#### Read data

In [1]:
import sframe
import numpy as np
loans = sframe.SFrame('data1/')

[INFO] sframe.cython.cy_server: SFrame v2.1 started. Logging C:\Users\user\AppData\Local\Temp\sframe_server_1502694621.log.0


#### Preprocessing

In [3]:
loans['safe_loans'] = loans['bad_loans'].apply(lambda x : +1 if x==0 else -1)
loans = loans.remove_column('bad_loans')
features = ['grade',              # grade of the loan
            'term',               # the term of the loan
            'home_ownership',     # home_ownership status: own, mortgage or rent
            'emp_length',         # number of years of employment
           ]
target = 'safe_loans'
loans = loans[features + [target]]

In [4]:
loans

grade,term,home_ownership,emp_length,safe_loans
B,36 months,RENT,10+ years,1
C,60 months,RENT,< 1 year,-1
C,36 months,RENT,10+ years,1
C,36 months,RENT,10+ years,1
A,36 months,RENT,3 years,1
E,36 months,RENT,9 years,1
F,60 months,OWN,4 years,-1
B,60 months,RENT,< 1 year,-1
C,60 months,OWN,5 years,1
B,36 months,OWN,10+ years,1


#### Balance Class

In [5]:
safe_loans_raw = loans[loans[target] == 1]
risky_loans_raw = loans[loans[target] == -1]

# Since there are less risky loans than safe loans, find the ratio of the sizes
# and use that percentage to undersample the safe loans.
percentage = len(risky_loans_raw)/float(len(safe_loans_raw))
safe_loans = safe_loans_raw.sample(percentage, seed = 1)
risky_loans = risky_loans_raw
loans_data = risky_loans.append(safe_loans)
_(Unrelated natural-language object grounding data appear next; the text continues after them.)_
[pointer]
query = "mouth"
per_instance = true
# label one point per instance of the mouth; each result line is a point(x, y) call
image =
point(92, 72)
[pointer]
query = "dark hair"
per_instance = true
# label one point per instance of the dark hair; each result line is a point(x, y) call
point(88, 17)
print "Percentage of safe loans                 :", len(safe_loans) / float(len(loans_data))
print "Percentage of risky loans                :", len(risky_loans) / float(len(loans_data))
print "Total number of loans in our new dataset :", len(loans_data)

Percentage of safe loans                 : 0.502236174422
Percentage of risky loans                : 0.497763825578
Total number of loans in our new dataset : 46508


#### One hot encoding

In [6]:
loans_data = risky_loans.append(safe_loans)
for feature in features:
    loans_data_one_hot_encoded = loans_data[feature].apply(lambda x: {x: 1})    
    loans_data_unpacked = loans_data_one_hot_encoded.unpack(column_name_prefix=feature)
    
    # Change None's to 0's
    for column in loans_data_unpacked.column_names():
        loans_data_unpacked[column] = loans_data_unpacked[column].fillna(0)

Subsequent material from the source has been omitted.